1. Temporary COVID-19 Wage Subsidy Scheme
On 24th March the Government announced new measures to provide financial support to Irish workers affected by the Covid-19 crisis. As part of these measures, Revenue will operate a Temporary Wage Subsidy Scheme. The scheme, enables employees, whose employers are affected by the pandemic, to receive significant support directly from their employer. The scheme will run for 12 weeks from 26 March 2020. Draft legislation governing the scheme will be published shortly.
The operation of the Temporary Wage Subsidy Scheme will be available to employers who keep employees on the payroll throughout the COVID-19 pandemic, meaning employers can retain links with employees for when business picks up after the crisis. Additionally, the operation of the scheme will reduce the burden on the Department of Employment Affairs and Social Protection (DEASP) which is dealing with the other Covid-19 related payments.
Employers are encouraged to facilitate employees by operating the scheme, by retaining employees on their books and by making best efforts to maintain a significant, or 100% income, for the period of the scheme.
Key Features of the scheme
- Replaces the previous COVID-19 Refund Scheme. So any applications made from 26th March would be made through this new scheme. (For self employed clients you would continue to claim via the COVID-19 Refund Scheme, DEASP application. See 2 below)
- Initially, and from this Thursday (26 March 2020), the subsidy scheme will refund employers up to a maximum of €410 per each qualifying employee.
- However, employers should pay no more than the normal take home pay of the employee.
- The subsidy scheme applies to employers who top up employees’ wages and those that aren’t in a position to do so.
- Employers make this special support payment to their employees through their normal payroll process.
- Employers will then be reimbursed for amounts paid to employees and notified to Revenue via the payroll process.
- The reimbursement will, in general, be made within two working days after receipt of the payroll submission.
- In April, the scheme will move to a subsidy payment based on 70% of the weekly average take home pay for each employee up to a maximum of €410*.
- Income tax and USC will not be applied to the subsidy payment through the payroll.
- Employee PRSI will not apply to the subsidy or any top up payment by the employer.
- Employers PRSI will not apply to the subsidy will be reduced from 10.5% to 0.5% on the top up payment.
* (details on this will be made available by Revenue in due course).

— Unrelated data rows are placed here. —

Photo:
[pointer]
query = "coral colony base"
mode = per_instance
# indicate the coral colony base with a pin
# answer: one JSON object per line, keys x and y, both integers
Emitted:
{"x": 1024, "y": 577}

Example of how the scheme works
- The employee earns €500 net a week
- Employer qualifies for the scheme (see below)
- Up to 31 March 2020, employer can pay this amount as normal through payroll. Income tax/USC/PRSI will not be applied to the subsidy payment through the payroll.
- A reimbursement of €410 should issue back within two working days of receipt of the payroll submission
- From April, the reimbursement will be capped at 70%/€410 whichever is the lower. For the above example, a reimbursement of €350 should issue back within two working days of receipt of the payroll submission.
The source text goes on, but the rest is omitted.